Senate Majority Leader Bill Raggio swears to the Las Vegas Sun that the bill simply got bogged down in partisan politics and as for the gambling industry, why, it had no influence whatsoever in killing a measure that might have deprived the industry of tens of millions of dollars. Raggio has been around long enough -- 217 years, by some estimates -- to know that some people are morons who will believe such nonsense, and most of the rest who recognize it for the inane drivel that it is just don't care because cynicism has inured them to politicians and their bullshit.
Bill Bible, a former head of the state Gambling, er, Gaming Control Board who liked the industry he used to regulate so much he decided to go to work for it, also made statements premised on the apparently sound belief that the public is by and large comprised of idiots and suckers and/or a jaded citizenry who can't be bothered to care when a key representative of the state's largest industry shamelessly feeds them a line of crap:
Bible, head of the Nevada Resort Association, said he hadn’t done
any lobbying, nor did he have time to poll all his members on whether
they supported the bill.
He dismissed the notion that this was an example of gaming’s influence.
“Quite frankly, I thought the bill would be approved and passed
out,” he said. “It appears to me it was bogged down in partisan
wrangling at the tail end of the day.”
If true, and Bible did not lobby on nor canvas his employers about a piece of legislation that threatened to cost his industry as much as $150 million, he should be fired for negligence and incompetence. He won't be fired, of course, because what he told the Sun is full-on bullshit. (By the way, another axiom that rarely misses: whenever someone is quoted in a newspaper saying "quite frankly," whatever they say after that is almost guaranteed to be a lie).
So while institutions such as those comprising Nevada's education system or the state's social services safety net suffer under more and deeper budget cuts, the good corporate citizens in Nevada's gambling, er, gaming industry stand to gain a $150 million windfall from more or less the same pool of money that funds those public institutions. And the industry didn't even have to ask; the bill to stop the grand giveaway just withered away, as if by accident or divine intervention, and the gambling industry and its lobbyists were mere innocent bystanders. Lucky industry, no? No wonder the house always wins.

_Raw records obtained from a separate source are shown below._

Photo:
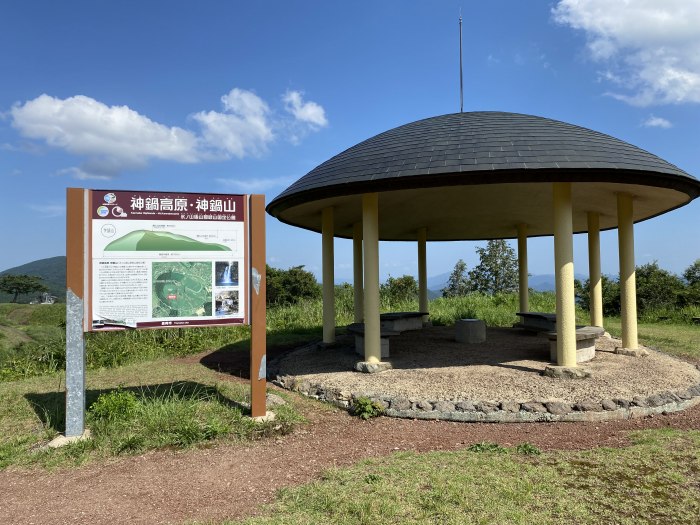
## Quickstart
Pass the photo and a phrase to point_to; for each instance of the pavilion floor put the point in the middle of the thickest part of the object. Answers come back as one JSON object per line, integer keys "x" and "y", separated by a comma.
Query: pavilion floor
{"x": 429, "y": 364}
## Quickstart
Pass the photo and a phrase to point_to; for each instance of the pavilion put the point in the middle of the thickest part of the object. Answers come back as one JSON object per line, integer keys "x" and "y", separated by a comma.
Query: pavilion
{"x": 478, "y": 176}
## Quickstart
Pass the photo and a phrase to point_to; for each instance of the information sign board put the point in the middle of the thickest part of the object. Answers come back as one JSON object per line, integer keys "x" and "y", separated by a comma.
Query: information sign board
{"x": 167, "y": 259}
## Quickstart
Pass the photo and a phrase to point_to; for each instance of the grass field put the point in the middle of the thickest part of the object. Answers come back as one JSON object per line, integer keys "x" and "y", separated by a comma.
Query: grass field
{"x": 653, "y": 481}
{"x": 131, "y": 409}
{"x": 674, "y": 338}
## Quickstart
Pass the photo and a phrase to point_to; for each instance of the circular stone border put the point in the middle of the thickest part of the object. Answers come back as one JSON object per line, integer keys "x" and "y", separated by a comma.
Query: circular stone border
{"x": 499, "y": 412}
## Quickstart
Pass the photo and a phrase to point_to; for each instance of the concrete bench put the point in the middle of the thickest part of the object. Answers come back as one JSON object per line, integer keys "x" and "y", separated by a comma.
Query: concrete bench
{"x": 470, "y": 331}
{"x": 537, "y": 321}
{"x": 585, "y": 343}
{"x": 402, "y": 321}
{"x": 359, "y": 330}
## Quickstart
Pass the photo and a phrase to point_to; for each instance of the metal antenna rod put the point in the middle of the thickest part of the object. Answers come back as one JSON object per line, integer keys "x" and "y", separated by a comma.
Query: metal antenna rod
{"x": 461, "y": 82}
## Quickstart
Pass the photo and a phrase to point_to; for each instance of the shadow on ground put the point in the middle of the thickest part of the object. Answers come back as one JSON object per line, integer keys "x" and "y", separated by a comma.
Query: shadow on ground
{"x": 50, "y": 407}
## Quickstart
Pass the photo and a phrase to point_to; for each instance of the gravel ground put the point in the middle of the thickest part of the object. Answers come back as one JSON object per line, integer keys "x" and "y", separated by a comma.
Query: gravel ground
{"x": 430, "y": 364}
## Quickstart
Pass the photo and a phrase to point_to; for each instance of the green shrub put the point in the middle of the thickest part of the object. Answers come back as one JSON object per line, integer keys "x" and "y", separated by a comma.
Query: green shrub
{"x": 118, "y": 404}
{"x": 365, "y": 408}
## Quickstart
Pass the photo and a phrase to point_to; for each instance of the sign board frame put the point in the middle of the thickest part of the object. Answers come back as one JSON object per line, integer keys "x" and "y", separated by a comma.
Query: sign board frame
{"x": 86, "y": 209}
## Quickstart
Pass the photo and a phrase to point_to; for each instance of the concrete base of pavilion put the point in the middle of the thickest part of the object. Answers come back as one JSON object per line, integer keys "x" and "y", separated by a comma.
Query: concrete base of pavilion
{"x": 502, "y": 379}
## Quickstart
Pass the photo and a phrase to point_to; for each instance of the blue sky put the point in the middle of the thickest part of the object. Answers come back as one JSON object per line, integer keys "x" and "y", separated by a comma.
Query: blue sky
{"x": 246, "y": 97}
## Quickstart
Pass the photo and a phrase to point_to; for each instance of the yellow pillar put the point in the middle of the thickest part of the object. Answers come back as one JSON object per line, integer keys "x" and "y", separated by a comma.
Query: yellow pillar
{"x": 422, "y": 235}
{"x": 357, "y": 271}
{"x": 370, "y": 236}
{"x": 328, "y": 277}
{"x": 595, "y": 286}
{"x": 564, "y": 274}
{"x": 522, "y": 268}
{"x": 628, "y": 285}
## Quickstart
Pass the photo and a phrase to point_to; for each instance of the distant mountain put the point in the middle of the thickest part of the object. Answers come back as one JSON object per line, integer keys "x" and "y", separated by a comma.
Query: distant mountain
{"x": 540, "y": 283}
{"x": 438, "y": 282}
{"x": 52, "y": 271}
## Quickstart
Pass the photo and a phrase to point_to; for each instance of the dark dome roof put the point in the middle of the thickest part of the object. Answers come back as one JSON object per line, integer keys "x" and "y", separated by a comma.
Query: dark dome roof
{"x": 480, "y": 148}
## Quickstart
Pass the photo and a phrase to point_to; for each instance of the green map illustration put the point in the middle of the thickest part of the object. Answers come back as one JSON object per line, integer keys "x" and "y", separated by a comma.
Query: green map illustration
{"x": 148, "y": 241}
{"x": 182, "y": 289}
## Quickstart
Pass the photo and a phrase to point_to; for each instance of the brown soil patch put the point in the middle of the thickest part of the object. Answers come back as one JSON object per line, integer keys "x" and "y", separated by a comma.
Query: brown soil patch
{"x": 233, "y": 481}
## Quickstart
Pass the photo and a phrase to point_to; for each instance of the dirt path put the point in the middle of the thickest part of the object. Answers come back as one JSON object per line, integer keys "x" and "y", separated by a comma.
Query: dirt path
{"x": 233, "y": 481}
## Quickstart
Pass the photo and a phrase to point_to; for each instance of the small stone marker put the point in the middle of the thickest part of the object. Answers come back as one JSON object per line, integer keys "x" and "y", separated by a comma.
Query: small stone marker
{"x": 372, "y": 368}
{"x": 631, "y": 352}
{"x": 565, "y": 372}
{"x": 470, "y": 331}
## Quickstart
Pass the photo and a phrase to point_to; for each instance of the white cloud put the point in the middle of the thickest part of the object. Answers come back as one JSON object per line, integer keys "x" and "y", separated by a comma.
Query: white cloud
{"x": 253, "y": 185}
{"x": 83, "y": 126}
{"x": 48, "y": 210}
{"x": 242, "y": 129}
{"x": 308, "y": 112}
{"x": 651, "y": 49}
{"x": 657, "y": 122}
{"x": 112, "y": 139}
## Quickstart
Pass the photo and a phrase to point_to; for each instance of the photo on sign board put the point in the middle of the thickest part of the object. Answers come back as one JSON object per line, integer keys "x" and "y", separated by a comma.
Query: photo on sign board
{"x": 182, "y": 289}
{"x": 226, "y": 273}
{"x": 226, "y": 302}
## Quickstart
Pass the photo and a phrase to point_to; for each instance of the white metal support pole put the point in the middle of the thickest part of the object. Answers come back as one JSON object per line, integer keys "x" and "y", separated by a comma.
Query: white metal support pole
{"x": 370, "y": 235}
{"x": 358, "y": 291}
{"x": 422, "y": 235}
{"x": 595, "y": 284}
{"x": 77, "y": 261}
{"x": 328, "y": 277}
{"x": 522, "y": 268}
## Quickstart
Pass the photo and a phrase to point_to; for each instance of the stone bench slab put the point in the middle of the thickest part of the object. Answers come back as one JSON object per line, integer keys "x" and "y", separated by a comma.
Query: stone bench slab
{"x": 470, "y": 331}
{"x": 585, "y": 343}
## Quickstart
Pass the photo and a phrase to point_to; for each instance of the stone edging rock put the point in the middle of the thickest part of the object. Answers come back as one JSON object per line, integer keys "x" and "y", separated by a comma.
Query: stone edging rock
{"x": 503, "y": 411}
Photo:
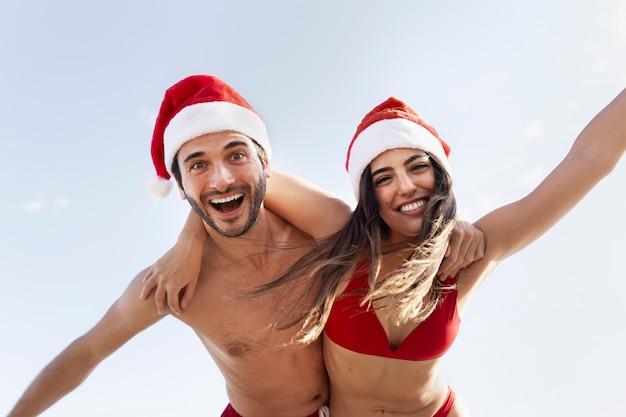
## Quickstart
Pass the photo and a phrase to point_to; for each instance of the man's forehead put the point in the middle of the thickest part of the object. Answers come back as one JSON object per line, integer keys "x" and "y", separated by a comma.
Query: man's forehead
{"x": 215, "y": 142}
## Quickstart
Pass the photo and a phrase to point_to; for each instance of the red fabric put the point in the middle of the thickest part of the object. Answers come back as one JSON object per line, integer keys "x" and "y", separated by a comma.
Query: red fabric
{"x": 230, "y": 412}
{"x": 394, "y": 108}
{"x": 191, "y": 90}
{"x": 358, "y": 329}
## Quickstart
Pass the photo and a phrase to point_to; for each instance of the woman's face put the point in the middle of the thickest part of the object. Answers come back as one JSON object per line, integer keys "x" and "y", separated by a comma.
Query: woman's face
{"x": 403, "y": 180}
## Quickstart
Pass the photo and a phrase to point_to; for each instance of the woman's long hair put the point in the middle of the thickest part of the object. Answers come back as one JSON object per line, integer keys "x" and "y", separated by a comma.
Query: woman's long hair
{"x": 412, "y": 291}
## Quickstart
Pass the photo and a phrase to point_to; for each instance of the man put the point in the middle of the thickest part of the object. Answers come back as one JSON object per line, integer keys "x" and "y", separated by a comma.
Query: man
{"x": 216, "y": 146}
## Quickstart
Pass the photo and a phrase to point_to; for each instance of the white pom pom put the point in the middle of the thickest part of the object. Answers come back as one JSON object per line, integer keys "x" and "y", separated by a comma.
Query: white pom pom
{"x": 159, "y": 187}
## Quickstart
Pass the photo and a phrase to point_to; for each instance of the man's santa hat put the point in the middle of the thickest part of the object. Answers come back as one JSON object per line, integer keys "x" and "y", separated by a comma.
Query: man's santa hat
{"x": 196, "y": 106}
{"x": 390, "y": 125}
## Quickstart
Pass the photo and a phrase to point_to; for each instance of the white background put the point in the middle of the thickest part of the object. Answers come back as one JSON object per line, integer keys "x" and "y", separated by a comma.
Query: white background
{"x": 508, "y": 84}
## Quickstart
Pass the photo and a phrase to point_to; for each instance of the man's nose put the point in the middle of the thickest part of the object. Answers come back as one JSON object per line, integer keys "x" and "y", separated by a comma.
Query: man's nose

The industry is magnanimous, too. Just ask them. For instance, whenever any discussion of the state's tax structure comes up, leading industry figures and their political apologists are eager to note that gambling, unlike other businesses in Nevada, at least pay a little something in taxes 'round here. And that's true, which is why the Gleaner, along with every other thinking Nevadan, has long and repeatedly called for a broad based tax to make other big bidnesses start paying something, perhaps even as much as -- gasp! -- their fair share.
But it's a crying shame that the state education association struck a deal with the gambling industry in May and backed off the ballot initiative to significantly increase the gambling tax. As was proved yet again last week, the gambling industry, at the
end of the day and taken all in all, is just another gaggle of
corporate pigs who aren't going to do anything for the state on their own volition, but instead must be dragged to the table kicking and squealing every time.